Anyway. As a user, for these kinds of static pages, I expect the page to be fully loaded as soon as my browser hides the progress bar. Dear web developers, please do your best to meet this expectation.
I don't quote the following to discount what the article is saying, I think it is what the article is saying:
> This may or may not be OK for your market—"good internet" tends to be in population centers, and population centers tend to contain more businesses and consumers.
and this:
> That said, I'm deliberately not making any moral judgments here. If you think you're in a situation where you can ignore this data, I'm not going to come after you. But if you dismiss it out of hand, you're likely going to be putting your users (and business) in a tough spot.
So yes, please assume that even your most adept power users will have crappy internet at least some of the time.

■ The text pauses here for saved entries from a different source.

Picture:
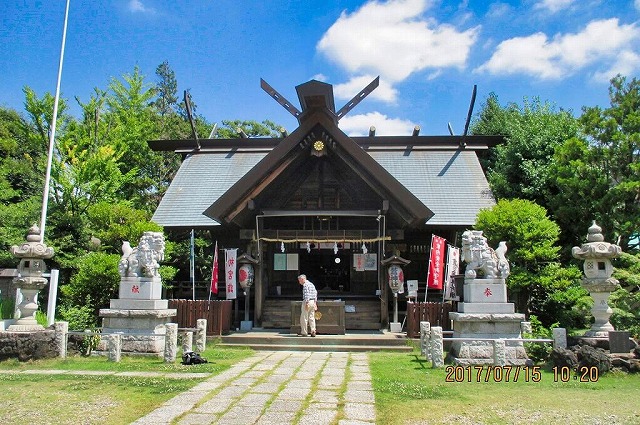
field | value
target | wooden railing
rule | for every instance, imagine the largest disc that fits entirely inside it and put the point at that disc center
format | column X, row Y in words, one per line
column 435, row 313
column 217, row 313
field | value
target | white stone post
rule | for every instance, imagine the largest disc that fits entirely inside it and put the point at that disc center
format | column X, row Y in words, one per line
column 499, row 352
column 115, row 347
column 425, row 331
column 201, row 335
column 437, row 344
column 61, row 330
column 187, row 341
column 559, row 338
column 170, row 342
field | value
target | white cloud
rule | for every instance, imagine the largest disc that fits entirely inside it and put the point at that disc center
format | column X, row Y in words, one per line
column 498, row 10
column 137, row 6
column 383, row 92
column 600, row 43
column 393, row 39
column 553, row 6
column 358, row 125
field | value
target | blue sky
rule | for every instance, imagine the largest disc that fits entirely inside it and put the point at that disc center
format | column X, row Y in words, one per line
column 428, row 53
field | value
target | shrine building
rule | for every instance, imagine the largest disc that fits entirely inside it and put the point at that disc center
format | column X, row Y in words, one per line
column 319, row 202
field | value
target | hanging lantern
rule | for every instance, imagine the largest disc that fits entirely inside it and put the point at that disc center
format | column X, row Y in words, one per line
column 396, row 278
column 246, row 275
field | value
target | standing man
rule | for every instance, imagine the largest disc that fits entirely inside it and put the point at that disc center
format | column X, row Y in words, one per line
column 309, row 306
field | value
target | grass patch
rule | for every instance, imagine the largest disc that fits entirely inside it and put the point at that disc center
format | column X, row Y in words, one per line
column 218, row 360
column 103, row 399
column 74, row 399
column 409, row 391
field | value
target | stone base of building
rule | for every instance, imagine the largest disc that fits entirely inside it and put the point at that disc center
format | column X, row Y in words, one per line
column 482, row 329
column 138, row 327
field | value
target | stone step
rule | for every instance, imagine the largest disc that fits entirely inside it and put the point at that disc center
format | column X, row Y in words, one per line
column 324, row 348
column 283, row 340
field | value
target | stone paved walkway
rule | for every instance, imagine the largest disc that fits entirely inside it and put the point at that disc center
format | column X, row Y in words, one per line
column 278, row 387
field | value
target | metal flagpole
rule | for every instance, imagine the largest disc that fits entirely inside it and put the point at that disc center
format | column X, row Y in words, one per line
column 192, row 261
column 52, row 133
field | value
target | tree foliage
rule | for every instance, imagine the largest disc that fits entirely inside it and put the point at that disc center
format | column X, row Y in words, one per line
column 538, row 283
column 614, row 138
column 21, row 156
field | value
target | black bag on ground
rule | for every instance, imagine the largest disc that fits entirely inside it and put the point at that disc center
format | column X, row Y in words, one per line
column 191, row 357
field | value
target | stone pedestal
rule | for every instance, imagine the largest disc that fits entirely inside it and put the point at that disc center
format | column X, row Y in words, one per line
column 140, row 313
column 135, row 313
column 483, row 328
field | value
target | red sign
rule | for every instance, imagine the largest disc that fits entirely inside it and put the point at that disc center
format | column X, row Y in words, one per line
column 214, row 271
column 436, row 263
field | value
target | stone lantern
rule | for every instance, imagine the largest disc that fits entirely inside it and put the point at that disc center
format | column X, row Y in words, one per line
column 597, row 278
column 395, row 276
column 246, row 277
column 30, row 281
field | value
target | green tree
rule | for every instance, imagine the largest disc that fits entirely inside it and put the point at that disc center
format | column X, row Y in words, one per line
column 166, row 89
column 22, row 164
column 518, row 168
column 538, row 283
column 96, row 281
column 266, row 128
column 614, row 137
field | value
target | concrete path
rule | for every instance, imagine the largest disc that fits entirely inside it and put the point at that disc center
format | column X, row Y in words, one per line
column 278, row 387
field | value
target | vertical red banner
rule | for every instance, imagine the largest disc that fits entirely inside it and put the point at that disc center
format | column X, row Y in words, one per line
column 436, row 263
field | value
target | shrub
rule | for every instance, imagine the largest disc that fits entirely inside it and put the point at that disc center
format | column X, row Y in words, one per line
column 95, row 283
column 539, row 352
column 626, row 311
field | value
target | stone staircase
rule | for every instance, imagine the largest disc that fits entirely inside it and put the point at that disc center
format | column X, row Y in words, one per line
column 276, row 314
column 282, row 339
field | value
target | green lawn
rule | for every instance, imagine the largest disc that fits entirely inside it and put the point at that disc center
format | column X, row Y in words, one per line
column 73, row 399
column 407, row 391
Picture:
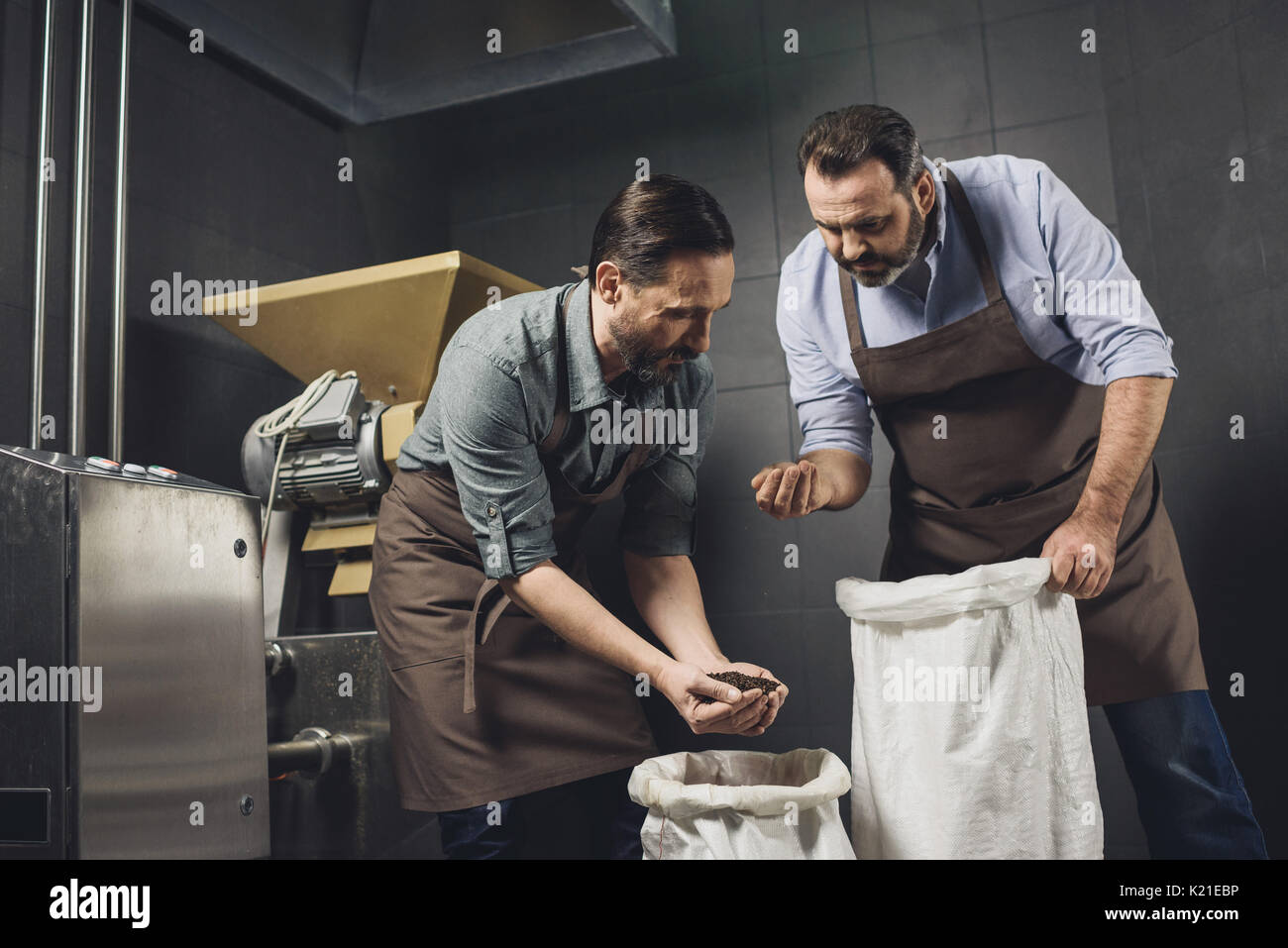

New headline: Betteridge's rule finally defeated. Or is it?
Next que...<loading>
There is no need or moral obligation for all of the internet to be accessible to everyone. If you're not a millionaire, you're not going to be join a rich country club. If you don't have a background in physics, the latest research won't be accessible to you. If you don't have a decent video card, you won't be able to play many of the latest games. The idea that everything should be equally accessible to everyone is simply the wrong assumption. Inequality is not a bad thing per se.
However, good design principles involve an element of parsimony. Not minimalism, mind you, but a purposeful use of technology. So if the content you wish to show is best served by something resource intensive that excludes some or even most people from using it, but those that can access it are the intended audience, then that's fine. But if you're just jamming a crapton of worthless gimmickry into your website that doesn't serve the purpose of the website, and on top of that, it prevents your target audience from using it, then that's just bad design.
Begin with purpose and a clear view of your intended audience and most of this problem will go away. We already do that by making websites that work with both mobile and desktop browsers. You don't necessarily need to make resource heaviness a first-order concern. It's already entailed by audience and informed by the needs of the presentation.